Abstract:
2-Hydroxyglutarate (2HG) is an oncometabolite that can contribute to tumor progression. Two enantiomer forms, L-2HG and D-2HG, arise from independent pathways starting from the precursor α-ketoglutarate (αKG). L-2HG production occurs through the promiscuous activities of malate dehydrogenase (MDH) and lactate dehydrogenase (LDH) under acidic and/or hypoxic conditions. D-2HG frequently accumulates by gain-of-function mutations in the genes encoding two isoforms of isocitrate dehydrogenase (IDH1 and IDH2). Cognate metabolite repair enzymes, L- and D-2-hydroxyglutarate dehydrogenases, oxidize the enantiomers and cause abnormally high 2HG accumulation and disease when mutated. Elevated levels of either oncometabolite affect redox homeostasis, metabolism, and immune system functioning.
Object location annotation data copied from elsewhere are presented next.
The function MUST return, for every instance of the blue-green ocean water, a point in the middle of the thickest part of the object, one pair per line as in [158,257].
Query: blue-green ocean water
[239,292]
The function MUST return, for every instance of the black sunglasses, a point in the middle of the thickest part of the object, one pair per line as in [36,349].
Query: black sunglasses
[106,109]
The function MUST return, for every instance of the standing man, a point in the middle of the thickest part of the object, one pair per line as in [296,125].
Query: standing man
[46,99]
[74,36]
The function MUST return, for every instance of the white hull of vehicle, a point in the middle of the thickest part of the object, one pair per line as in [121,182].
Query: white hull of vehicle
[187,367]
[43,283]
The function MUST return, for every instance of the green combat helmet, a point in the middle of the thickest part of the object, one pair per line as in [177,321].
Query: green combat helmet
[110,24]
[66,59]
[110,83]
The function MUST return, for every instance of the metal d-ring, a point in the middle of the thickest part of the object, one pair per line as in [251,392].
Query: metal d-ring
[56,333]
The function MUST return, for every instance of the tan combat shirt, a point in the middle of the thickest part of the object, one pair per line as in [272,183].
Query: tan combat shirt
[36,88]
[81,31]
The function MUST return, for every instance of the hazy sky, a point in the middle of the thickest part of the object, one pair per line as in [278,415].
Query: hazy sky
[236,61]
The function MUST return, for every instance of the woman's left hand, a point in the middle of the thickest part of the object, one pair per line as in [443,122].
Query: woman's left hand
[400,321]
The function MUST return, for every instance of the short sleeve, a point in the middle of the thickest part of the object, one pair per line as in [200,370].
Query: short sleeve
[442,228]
Moreover, the oncometabolites inhibit several α-ketoglutarate-dependent dioxygenases resulting in epigenetic changes such as DNA and histone hypermethylation as well as deficiencies in DNA repair. L-2HG, and D-2HG in some cases, inhibit degradation of hypoxia-inducible factor (HIF1α), a transcription factor that alters gene expression to adapt to hypoxic conditions, favoring tumorigenesis. Patients with the rare disease 2-hydroxyglutaric aciduria (2HGA) have exceedingly high levels of 2HG, which is neurotoxic, causing developmental delays and brain abnormalities. D-2HG also has specific effects on collagen production and NADPH pools. Recently, D-2HG has been targeted in new chemotherapies aimed at disrupting the gain-of-function IDH1 and IDH2 mutants, resulting in successful clinical trials for several cancers.
摘要:
2-羟基戊二酸(2HG)是一种可促进肿瘤进展的代谢产物。两种对映异构体形式,L-2HG和D-2HG,从前体α-酮戊二酸(αKG)开始的独立途径产生。在酸性和/或低氧条件下,通过苹果酸脱氢酶(MDH)和乳酸脱氢酶(LDH)的混杂活性产生L-2HG。D-2HG经常通过编码异柠檬酸脱氢酶的两种同工型(IDH1和IDH2)的基因中的功能获得性突变而积累。同源代谢物修复酶,L-和D-2-羟基戊二酸脱氢酶,氧化对映异构体,并在突变时引起异常高的2HG积累和疾病。两种代谢物水平的升高都会影响氧化还原稳态,新陈代谢,和免疫系统功能。此外,代谢产物抑制几种α-酮戊二酸依赖性双加氧酶,导致表观遗传变化,如DNA和组蛋白超甲基化以及DNA修复缺陷。L-2HG,和D-2HG在某些情况下,抑制缺氧诱导因子(HIF1α)的降解,改变基因表达以适应缺氧条件的转录因子,有利于肿瘤发生。罕见疾病2-羟基戊二酸尿症(2HGA)患者的2HG水平极高,有神经毒性,导致发育迟缓和大脑异常。D-2HG还对胶原蛋白产生和NADPH池具有特定作用。最近,D-2HG已成为新的化疗药物的目标,旨在破坏IDH1和IDH2突变体的功能获得。导致几种癌症的成功临床试验。